I promised solutions to help higher education navigate tremendous headwinds, so let’s get started. And why not start big with the advantages of scale?
Scale matters in higher education as it does in other industries. It matters a lot. By expanding their operating scale, universities and colleges (hereafter higher education institutions or HEIs) can:
- Improve student affordability, access, retention, and graduation rates
- Introduce agility in educational programming and innovation because faculty and staff have greater breadth and depth of expertise that can be assembled in new ways to address new and emerging needs and problems;
- Spin up intimate student learning opportunities and living experiences, mimicking and possibly improving upon distinctive educational experiences offered by small-scale liberal arts colleges;
- Collect and mine data to improve performance in everything from enrollment and graduation rates to efficient facilities and human resource management, alumni and donor giving; and
- Drive down unit costs of business and educational functions, investing savings in improving student access, affordability, and outcomes.
There is no single pathway to scale. Some are well-known; others are just now emerging.

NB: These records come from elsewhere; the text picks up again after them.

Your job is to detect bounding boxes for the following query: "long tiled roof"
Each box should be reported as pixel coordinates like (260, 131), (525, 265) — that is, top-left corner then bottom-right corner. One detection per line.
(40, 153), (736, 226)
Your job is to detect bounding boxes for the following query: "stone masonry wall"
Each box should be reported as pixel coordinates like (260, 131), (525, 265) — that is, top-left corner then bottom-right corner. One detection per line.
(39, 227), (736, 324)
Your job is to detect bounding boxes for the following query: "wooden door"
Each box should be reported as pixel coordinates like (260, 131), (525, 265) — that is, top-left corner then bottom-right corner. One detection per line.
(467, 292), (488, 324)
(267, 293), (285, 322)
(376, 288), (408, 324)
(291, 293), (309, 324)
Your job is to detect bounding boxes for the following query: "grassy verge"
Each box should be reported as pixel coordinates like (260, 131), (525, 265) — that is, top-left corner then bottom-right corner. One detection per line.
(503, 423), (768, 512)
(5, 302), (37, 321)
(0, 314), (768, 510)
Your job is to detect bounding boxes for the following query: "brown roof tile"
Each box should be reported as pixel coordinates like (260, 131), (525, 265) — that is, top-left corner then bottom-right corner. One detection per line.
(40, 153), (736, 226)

Organic enrollment growth is the most well-known. Think of the tremendous growth from 1990-2010 at public institutions like UCLA and the University of Central Florida among others. It reflected demographic trends (the rapid expansion in the size of the college-ready, high-school-leaving population associated with the baby boomers and their children), relatively low prices, and, in many cases, locational advantages. Outside of a handful of states like Tennessee and Texas, where the high-school-leaving population continues to expand, the only reliable path to enrollment growth will require transformative change in education and business models.
Shared services took off in the 1990s by borrowing technology from the corporate sector that systematized routine business processes and enabled them to be offered once for multiple HEIs. By scaling back-office functions (e.g., payroll, HR, procurement, IT infrastructure and enterprise applications), shared services captured efficiencies and were typically found in “systems” – HEIs responsible to a single governing authority.